La emergencia humana y afectiva devenida tensión y hasta núcleo de conflicto entre dos familias pertenecientes a clases sociales radicalmente diferentes, es el disparador temático de “De tal padre tal hijo”, el galardonado film del talentoso realizador japonés Koreeda Hirokazu.
Esta película pone sobre el tapete el tema de la pertenencia, en tanto herencia genética pero también como construcción vincular, tradición y hasta refugio.
En una sociedad estratificada subsidiaria del sistema capitalista, los propios sentimientos están casi siempre cruzados por las ambigüedades y, como no podía ser de otro modo, por los prejuicios subyacentes en el imaginario colectivo.
Este valioso título de la filmografía nipona remite, aun sin proponérselo, a “El otro hijo”, el magistral film del cineasta francés Lorraine Lévy, que narra la odisea y la confrontación entre una familia judía y una palestina.
En esa recordada película, la clave es que los hijos de ambas familias fueron involuntariamente intercambiados en el momento del parto, por lo cual el joven palestino fue criado en Israel y el judío en Palestina.
El mayor núcleo de tensión es que los niños devenidos jóvenes habían sido educandos en función de los valores y las creencias de sus mayores, lo cual, al conocerse la verdad, les generó un traumático problema de identidad religioso y cultural.
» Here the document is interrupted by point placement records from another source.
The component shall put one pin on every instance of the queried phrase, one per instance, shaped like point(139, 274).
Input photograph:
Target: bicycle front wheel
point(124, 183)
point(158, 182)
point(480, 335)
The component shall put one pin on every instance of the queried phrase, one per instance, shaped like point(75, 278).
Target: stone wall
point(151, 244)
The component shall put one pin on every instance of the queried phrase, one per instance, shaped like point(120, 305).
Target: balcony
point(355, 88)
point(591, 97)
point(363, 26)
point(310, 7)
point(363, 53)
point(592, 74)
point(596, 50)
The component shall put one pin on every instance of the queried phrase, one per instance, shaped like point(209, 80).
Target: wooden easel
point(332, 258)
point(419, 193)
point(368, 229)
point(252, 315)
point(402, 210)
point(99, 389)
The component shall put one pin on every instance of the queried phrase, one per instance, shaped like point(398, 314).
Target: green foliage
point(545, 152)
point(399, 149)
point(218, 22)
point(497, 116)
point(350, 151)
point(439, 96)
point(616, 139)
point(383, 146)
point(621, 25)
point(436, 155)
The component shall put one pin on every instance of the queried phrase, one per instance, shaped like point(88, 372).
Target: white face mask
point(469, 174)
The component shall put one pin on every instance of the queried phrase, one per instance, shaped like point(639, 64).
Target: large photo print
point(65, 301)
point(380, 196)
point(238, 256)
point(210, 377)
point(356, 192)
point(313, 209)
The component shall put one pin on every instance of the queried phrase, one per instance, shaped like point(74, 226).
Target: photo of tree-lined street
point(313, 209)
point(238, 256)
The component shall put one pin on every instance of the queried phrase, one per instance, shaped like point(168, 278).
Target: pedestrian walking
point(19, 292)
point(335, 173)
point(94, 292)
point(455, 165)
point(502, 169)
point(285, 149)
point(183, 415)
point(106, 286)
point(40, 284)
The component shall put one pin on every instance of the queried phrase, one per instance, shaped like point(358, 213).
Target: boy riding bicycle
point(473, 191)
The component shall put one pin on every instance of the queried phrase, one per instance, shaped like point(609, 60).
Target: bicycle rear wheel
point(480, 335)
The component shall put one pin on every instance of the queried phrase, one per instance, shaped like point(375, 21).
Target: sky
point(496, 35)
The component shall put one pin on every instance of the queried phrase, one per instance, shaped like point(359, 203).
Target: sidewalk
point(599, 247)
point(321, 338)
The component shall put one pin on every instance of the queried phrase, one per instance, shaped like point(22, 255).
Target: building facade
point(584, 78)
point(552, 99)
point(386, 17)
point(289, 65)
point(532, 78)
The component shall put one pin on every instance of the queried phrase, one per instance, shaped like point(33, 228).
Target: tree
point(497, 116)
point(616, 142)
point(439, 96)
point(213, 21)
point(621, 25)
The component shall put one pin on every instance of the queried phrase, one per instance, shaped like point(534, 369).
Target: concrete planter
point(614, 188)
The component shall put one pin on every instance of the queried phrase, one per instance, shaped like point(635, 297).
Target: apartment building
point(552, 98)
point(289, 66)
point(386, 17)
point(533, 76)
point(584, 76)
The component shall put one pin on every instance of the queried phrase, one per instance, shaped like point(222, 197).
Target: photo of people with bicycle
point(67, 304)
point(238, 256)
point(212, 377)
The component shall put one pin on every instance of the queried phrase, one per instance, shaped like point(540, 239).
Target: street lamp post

No en vano ambos pueblos son protagonistas y por supuesto víctimas de una sempiterna guerra, que ha alimentado odios, rencores y agrios resentimientos, los cuales trascienden a lo meramente generacional.
Contrariamente a lo que sucede en el film francés, donde el mayor foco de confrontación es sin dudas el político, en “De tal padre tal hijo” la frontera es realmente de naturaleza social.
No en vano y más allá de respetar sus tradiciones y su historia, Japón es una de las grandes potencias económicas del planeta, que -pasada la tragedia de los dantescos holocaustos nucleares de Hiroshima y Nagazaki- clonó el modelo de su propio colonizador.
Asimilado al capitalismo como uno de los grandes actores del mercado global, Japón ha construido un imaginario que conjuga el espíritu empresarial, el pragmatismo y el individualismo.
Por supuesto y en función del paradigma de acumulación que sustenta el sistema, la sociedad de este país oriental ha asumido una estructura rígidamente clasista y de fuertes pertenencias.
En ese contexto, el protagonista del relato es Ryota Nonomiya (Masaharu Fukuyama), un exitoso hombre de negocios de la ascendente burguesía, quien se entera que su verdadero hijo biológico fue criado realmente por otra familia de extracción humilde.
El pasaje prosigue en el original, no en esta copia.